Делегация возвращается в цех. Одни с сияющим видом, словно восстановление сорокачетырехчасовой недели – их личная заслуга. А кое-кто (например, Брамбиллоне), хмурясь: если на заводе что-то происходит, что на первый взгляд кажется бессмыслицей, то это еще вовсе не значит, что так и есть на самом деле – просто до смысла трудно доискаться.
XXV
Последние несколько дней Марианне чудится, что «Авангард» издает какие-то непривычные звуки. Не сразу после утреннего туалета, когда он наращивает скорость и выдает первые десять, двадцать, тридцать метров кабеля, а немного погодя. Марианна уверяет себя, что «Авангард» ни при чем, что ей это чудится. Но ближе к обеду посторонний шум слышен отчетливо. После обеденного перерыва он исчезает или слышится временами, чуть-чуть. По мере того как за окнами вечереет, шум усиливается. Это стало правилом: к концу дня шум усиливается и уже больше не пропадает. Откуда он исходит, сказать невозможно. Стоит Марианне сойти с места, как он перемещается чуть подальше к краю машины. Какой он? Трудно сказать. Возможно, вращающаяся масса где-то слегка деформировалась и задевает за протектор. Нет, вряд ли. Может, вывалился болт или шурупчик и гремит внутри? Или просто ослаб и, выдаваясь больше обычного, за что-то задевает? И это маловероятно. А что, если при смене катушек домкратом помяло?

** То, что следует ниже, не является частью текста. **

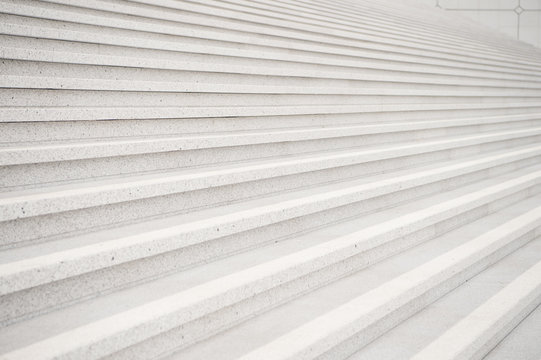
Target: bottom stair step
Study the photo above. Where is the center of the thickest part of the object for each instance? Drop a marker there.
(415, 334)
(252, 335)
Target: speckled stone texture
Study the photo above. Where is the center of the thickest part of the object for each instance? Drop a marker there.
(291, 179)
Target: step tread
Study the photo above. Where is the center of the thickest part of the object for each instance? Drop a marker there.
(106, 306)
(74, 195)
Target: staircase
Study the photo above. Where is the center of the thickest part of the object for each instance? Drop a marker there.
(256, 179)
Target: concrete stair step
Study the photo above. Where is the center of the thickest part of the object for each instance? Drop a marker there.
(398, 32)
(476, 334)
(163, 245)
(47, 131)
(93, 203)
(401, 228)
(343, 330)
(365, 134)
(25, 113)
(522, 341)
(264, 328)
(220, 59)
(221, 18)
(427, 328)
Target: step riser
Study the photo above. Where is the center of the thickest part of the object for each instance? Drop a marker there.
(350, 346)
(104, 99)
(40, 298)
(38, 131)
(25, 303)
(23, 230)
(415, 56)
(43, 172)
(23, 205)
(198, 330)
(24, 74)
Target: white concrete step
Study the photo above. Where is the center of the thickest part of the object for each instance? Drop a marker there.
(420, 141)
(37, 152)
(132, 253)
(341, 331)
(368, 242)
(264, 328)
(221, 19)
(93, 203)
(522, 342)
(225, 176)
(476, 334)
(423, 328)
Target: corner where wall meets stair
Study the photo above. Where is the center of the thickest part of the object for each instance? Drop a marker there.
(266, 180)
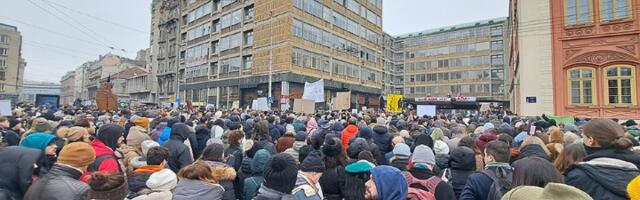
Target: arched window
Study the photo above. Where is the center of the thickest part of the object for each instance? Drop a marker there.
(577, 12)
(615, 9)
(581, 86)
(620, 85)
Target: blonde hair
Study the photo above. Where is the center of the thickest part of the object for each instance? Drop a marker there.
(537, 141)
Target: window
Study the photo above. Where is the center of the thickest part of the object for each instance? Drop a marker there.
(231, 19)
(247, 62)
(248, 38)
(230, 42)
(248, 13)
(581, 86)
(615, 9)
(620, 85)
(577, 12)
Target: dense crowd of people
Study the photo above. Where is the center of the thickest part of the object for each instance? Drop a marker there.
(79, 153)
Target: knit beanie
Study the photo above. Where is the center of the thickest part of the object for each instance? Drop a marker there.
(136, 137)
(280, 173)
(401, 151)
(390, 182)
(77, 154)
(633, 189)
(313, 163)
(423, 154)
(163, 180)
(332, 147)
(550, 192)
(142, 122)
(441, 147)
(146, 145)
(38, 141)
(301, 136)
(103, 187)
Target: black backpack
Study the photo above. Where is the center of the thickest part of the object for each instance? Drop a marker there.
(501, 182)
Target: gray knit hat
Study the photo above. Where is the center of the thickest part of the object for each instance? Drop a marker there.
(423, 154)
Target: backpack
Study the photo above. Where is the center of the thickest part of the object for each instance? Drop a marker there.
(419, 194)
(500, 186)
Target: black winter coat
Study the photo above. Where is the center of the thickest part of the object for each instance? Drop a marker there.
(382, 139)
(16, 170)
(61, 183)
(605, 174)
(463, 164)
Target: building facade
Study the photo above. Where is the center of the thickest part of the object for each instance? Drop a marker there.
(228, 48)
(33, 88)
(530, 87)
(595, 58)
(67, 94)
(461, 60)
(11, 63)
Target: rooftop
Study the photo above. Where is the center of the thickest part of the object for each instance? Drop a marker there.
(453, 27)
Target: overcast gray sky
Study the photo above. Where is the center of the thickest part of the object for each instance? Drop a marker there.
(54, 45)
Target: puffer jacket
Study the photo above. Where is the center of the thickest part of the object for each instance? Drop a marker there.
(61, 183)
(16, 171)
(605, 173)
(225, 175)
(462, 165)
(382, 139)
(180, 153)
(295, 150)
(194, 189)
(265, 193)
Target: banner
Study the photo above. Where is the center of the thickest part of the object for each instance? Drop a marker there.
(261, 104)
(314, 91)
(5, 108)
(304, 106)
(428, 110)
(394, 103)
(342, 101)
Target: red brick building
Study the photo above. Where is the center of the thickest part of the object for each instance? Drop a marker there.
(595, 57)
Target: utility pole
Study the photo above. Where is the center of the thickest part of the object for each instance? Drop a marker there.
(270, 52)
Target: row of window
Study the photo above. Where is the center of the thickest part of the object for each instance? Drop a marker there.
(312, 60)
(365, 13)
(461, 48)
(579, 12)
(619, 86)
(319, 36)
(452, 89)
(454, 62)
(323, 12)
(452, 35)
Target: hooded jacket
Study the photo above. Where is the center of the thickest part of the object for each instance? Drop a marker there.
(605, 173)
(347, 134)
(382, 139)
(225, 175)
(61, 183)
(252, 184)
(463, 164)
(194, 189)
(180, 155)
(531, 150)
(16, 171)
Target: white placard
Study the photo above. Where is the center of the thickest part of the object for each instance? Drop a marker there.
(5, 108)
(262, 104)
(314, 91)
(429, 110)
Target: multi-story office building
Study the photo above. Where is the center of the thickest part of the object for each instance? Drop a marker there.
(11, 63)
(460, 60)
(67, 94)
(229, 48)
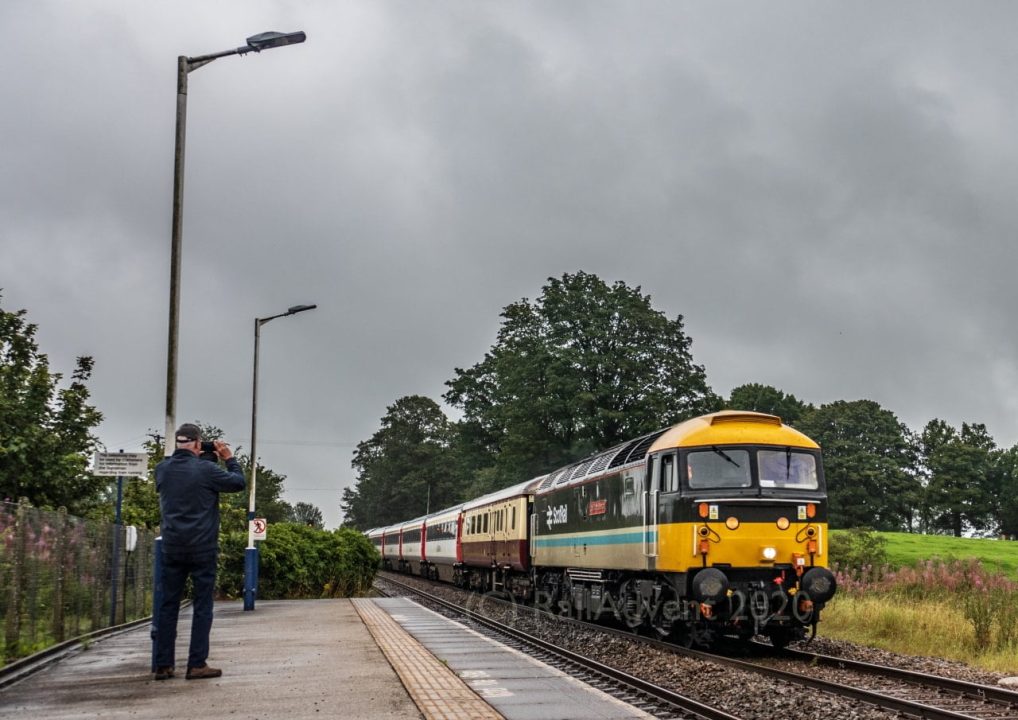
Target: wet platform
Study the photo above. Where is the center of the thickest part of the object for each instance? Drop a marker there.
(515, 684)
(372, 659)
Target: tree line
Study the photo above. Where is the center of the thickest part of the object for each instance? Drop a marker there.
(588, 365)
(48, 437)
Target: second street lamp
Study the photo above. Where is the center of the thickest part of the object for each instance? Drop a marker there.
(250, 554)
(257, 43)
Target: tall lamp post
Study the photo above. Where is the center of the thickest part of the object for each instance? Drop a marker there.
(250, 554)
(257, 43)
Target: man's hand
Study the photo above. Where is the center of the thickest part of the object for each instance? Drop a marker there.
(223, 450)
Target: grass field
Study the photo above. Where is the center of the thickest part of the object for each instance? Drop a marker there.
(909, 548)
(939, 609)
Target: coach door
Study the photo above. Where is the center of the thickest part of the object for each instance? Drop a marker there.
(651, 512)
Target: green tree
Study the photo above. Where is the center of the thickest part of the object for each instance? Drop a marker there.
(1007, 492)
(406, 467)
(961, 477)
(46, 432)
(868, 461)
(584, 367)
(765, 398)
(307, 514)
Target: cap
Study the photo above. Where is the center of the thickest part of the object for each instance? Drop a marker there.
(188, 433)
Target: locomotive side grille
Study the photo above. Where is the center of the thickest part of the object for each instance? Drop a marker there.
(584, 575)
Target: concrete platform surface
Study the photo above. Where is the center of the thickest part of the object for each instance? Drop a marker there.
(291, 660)
(516, 685)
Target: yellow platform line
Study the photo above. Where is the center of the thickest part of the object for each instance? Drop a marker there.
(438, 691)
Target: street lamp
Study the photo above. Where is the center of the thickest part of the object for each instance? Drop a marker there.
(257, 43)
(250, 554)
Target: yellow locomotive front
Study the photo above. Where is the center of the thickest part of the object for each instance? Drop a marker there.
(737, 515)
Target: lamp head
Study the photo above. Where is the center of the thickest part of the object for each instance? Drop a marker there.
(264, 41)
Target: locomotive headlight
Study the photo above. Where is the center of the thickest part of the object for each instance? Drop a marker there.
(710, 585)
(819, 584)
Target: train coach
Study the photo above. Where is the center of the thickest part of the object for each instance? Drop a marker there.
(714, 527)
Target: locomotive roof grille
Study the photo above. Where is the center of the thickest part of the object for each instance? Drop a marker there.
(580, 469)
(601, 461)
(623, 453)
(640, 446)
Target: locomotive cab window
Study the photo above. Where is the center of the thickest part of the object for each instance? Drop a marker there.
(787, 468)
(718, 467)
(669, 477)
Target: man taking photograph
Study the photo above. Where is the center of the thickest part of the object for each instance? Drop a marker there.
(188, 490)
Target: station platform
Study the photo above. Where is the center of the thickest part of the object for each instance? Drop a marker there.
(371, 658)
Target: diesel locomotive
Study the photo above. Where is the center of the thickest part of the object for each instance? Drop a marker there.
(716, 527)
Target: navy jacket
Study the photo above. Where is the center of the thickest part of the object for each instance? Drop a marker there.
(188, 499)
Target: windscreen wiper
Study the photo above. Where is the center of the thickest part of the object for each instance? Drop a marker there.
(723, 454)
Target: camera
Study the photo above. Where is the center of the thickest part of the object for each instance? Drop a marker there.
(209, 451)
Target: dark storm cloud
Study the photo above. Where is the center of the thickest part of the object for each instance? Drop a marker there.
(824, 190)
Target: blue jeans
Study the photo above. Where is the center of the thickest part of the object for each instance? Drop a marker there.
(201, 566)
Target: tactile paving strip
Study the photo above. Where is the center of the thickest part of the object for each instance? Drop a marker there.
(439, 694)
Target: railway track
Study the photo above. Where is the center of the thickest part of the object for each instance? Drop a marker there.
(893, 689)
(652, 699)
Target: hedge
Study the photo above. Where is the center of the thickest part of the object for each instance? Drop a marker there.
(299, 561)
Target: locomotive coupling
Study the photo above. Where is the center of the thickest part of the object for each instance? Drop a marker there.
(819, 584)
(710, 586)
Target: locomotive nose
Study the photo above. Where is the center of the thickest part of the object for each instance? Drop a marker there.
(819, 584)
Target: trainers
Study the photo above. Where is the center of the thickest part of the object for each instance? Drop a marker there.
(200, 673)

Скоро пять. За окном – густой туман, поэтому смеркается раньше, чем обычно. Опять этот шум… Не очень сильный, но со скрежетом.
Марианна принимает решение:
– Сварщик!
В цеху она зовет Сальваторе не иначе, как сварщиком.
Он подходит, толкая перед собой каталку с аппаратом для автогенной сварки – будто тележку вдоль дамбы или вдоль межи.
Марианне нравится, что в облике владельца мотороллера угадывается хлебопашец. Ей это представляется гарантией… Гарантией чего? Ведь если она и выйдет замуж, то не за Сальваторе, а за человека лет сорока, вроде Берти, только не такого немощного и повыше ростом.
Сальваторе удивился: «Авангард» работает. Он осматривает машину. На ходу он видит ее впервые.
Марианна: – Я тебя позвала, чтобы спросить, что это за странный шум, как по-твоему?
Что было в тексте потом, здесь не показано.